In attempts to convince Muslims that investing in crypto complies with their faith, United Arab Emirates-based OneGram will release a gold-backed digital currency.
The increasing interest in cryptocurrencies worldwide essentially extends into the primary centers of Islamic finance, southeast Asia and the Gulf. However, digital currencies and associated technologies are objects of speculation and products of financial engineering. The coins do not fit well with the religion because the Sharia principles, aside from prohibiting interest payments, emphasize actual economic activity based on real assets, not speculation.
As an attempt to sway the debate, cryptocurrency startups are planning to release instruments that are backed by physical assets and therefore certified as valid by Islamic advisors. To limit speculation, every OneGram cryptocurrency unit is supported by at least a gram of physical gold stored in a vault.
“Gold was among the first forms of money in Islamic societies, so this is appropriate. We are trying to prove rules and regulations from Sharia are fully compatible with digital blockchain technology,” OneGram founder Ibrahim Mohammed said.
So far, around 60% of the overall planned amount of the coins have been issued. OneGram aims to release the remaining coins before an exchange listing scheduled by the end of May. The company obtained a ruling from Dubai-based advisory firm Al Maali Consulting, stating that its digital currency complies with Islamic principles.
OneGram is not the only startup to take this approach. In October, HelloGold has conducted the first offering of its gold-backed coin in Malaysia upon receiving the permission of Islamic scholars from Amanie Advisors in Kuala Lumpur.
HelloGold’s chief marketing officer Manuel Ho said its coin conforms with Islamic principles since the transactions occur within a defined period, therefore addressing the issue of the ambiguity of pricing and making them less volatile. In December, Halal Chain, also based in the United Arab Emirates, held an ICO. Its price is linked to data on Islamically permissible goods.
National Sharia authorities have not ruled on whether digital currencies are permissible.

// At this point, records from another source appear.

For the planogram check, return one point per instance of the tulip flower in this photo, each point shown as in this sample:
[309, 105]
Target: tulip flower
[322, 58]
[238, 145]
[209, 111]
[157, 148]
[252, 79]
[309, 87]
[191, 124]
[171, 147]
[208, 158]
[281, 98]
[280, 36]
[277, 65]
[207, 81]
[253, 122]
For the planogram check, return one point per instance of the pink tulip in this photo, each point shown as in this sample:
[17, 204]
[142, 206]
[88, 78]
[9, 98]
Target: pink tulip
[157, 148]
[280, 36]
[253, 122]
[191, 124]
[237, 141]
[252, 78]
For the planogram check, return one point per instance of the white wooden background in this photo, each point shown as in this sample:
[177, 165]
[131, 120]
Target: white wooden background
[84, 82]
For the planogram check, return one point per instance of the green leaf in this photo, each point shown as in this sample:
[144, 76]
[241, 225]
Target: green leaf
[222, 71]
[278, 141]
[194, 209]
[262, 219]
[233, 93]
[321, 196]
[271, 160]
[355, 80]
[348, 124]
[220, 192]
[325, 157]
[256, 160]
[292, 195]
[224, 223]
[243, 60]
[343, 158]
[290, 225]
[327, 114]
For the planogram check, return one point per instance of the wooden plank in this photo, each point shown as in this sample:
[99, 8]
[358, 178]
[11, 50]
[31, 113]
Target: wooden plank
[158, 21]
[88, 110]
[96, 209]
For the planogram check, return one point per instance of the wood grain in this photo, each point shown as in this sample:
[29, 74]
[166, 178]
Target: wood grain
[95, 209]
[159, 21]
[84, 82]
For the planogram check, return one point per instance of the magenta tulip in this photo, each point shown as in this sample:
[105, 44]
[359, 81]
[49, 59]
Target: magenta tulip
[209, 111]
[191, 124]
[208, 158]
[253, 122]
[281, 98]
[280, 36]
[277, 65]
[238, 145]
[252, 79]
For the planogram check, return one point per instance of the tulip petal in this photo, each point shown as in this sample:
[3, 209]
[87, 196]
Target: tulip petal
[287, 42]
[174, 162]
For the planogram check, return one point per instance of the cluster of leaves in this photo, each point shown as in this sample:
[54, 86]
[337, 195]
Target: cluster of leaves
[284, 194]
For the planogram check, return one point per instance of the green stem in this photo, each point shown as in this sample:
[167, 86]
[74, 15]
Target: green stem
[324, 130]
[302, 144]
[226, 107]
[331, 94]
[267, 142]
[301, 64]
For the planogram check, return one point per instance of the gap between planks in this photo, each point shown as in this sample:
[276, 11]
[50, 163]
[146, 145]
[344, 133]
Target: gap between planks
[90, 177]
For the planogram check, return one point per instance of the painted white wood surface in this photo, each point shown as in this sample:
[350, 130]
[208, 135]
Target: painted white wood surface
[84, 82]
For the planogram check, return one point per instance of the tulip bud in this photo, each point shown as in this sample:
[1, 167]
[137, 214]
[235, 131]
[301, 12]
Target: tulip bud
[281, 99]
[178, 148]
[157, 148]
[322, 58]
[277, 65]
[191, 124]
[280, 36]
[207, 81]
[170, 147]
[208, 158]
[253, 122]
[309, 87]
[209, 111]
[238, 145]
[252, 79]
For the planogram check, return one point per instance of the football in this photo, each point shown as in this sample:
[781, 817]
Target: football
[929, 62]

Also, while different international bodies recommend standards for Islamic finance, none has the power to impose them. Several governments are worried about the possibility of instability, but unwilling to miss the chance of benefiting from the technology.
The UAE and Saudi Arabian central banks, although they have not imposed outright bans, have cautioned their citizens about the risks of trading Bitcoin. Islamic jurists in South Africa have ruled in favor of digital currencies, arguing that they have become commonly used and socially acceptable.
However, in October, the Durban-based Darul Ihsan Centre refrained from endorsing them due to its concern over potential pyramid schemes. Moreover, some British, Indian, and Turkish scholars have called digital currencies impermissible. Egypt’s Grand Mufti declared in January that they should not be traded.
According to a research officer from Malaysia-based International Shariah Research Academy for Islamic Finance, Farrukh Habib, what makes the debate complex is that there is a multitude of digital coins with different features related to trading, mining, and distribution. Habib believes that a “blanket” Sharia ruling on digital currencies is not appropriate:
“They are also very different in terms of their underlying commodities, projects or businesses, so it’s not appropriate to have a blanket Sharia ruling for all. Most of the existing Sharia rulings either deal with only Bitcoin, or include all types of cryptocurrencies, disregarding their peculiarities,” Habib said.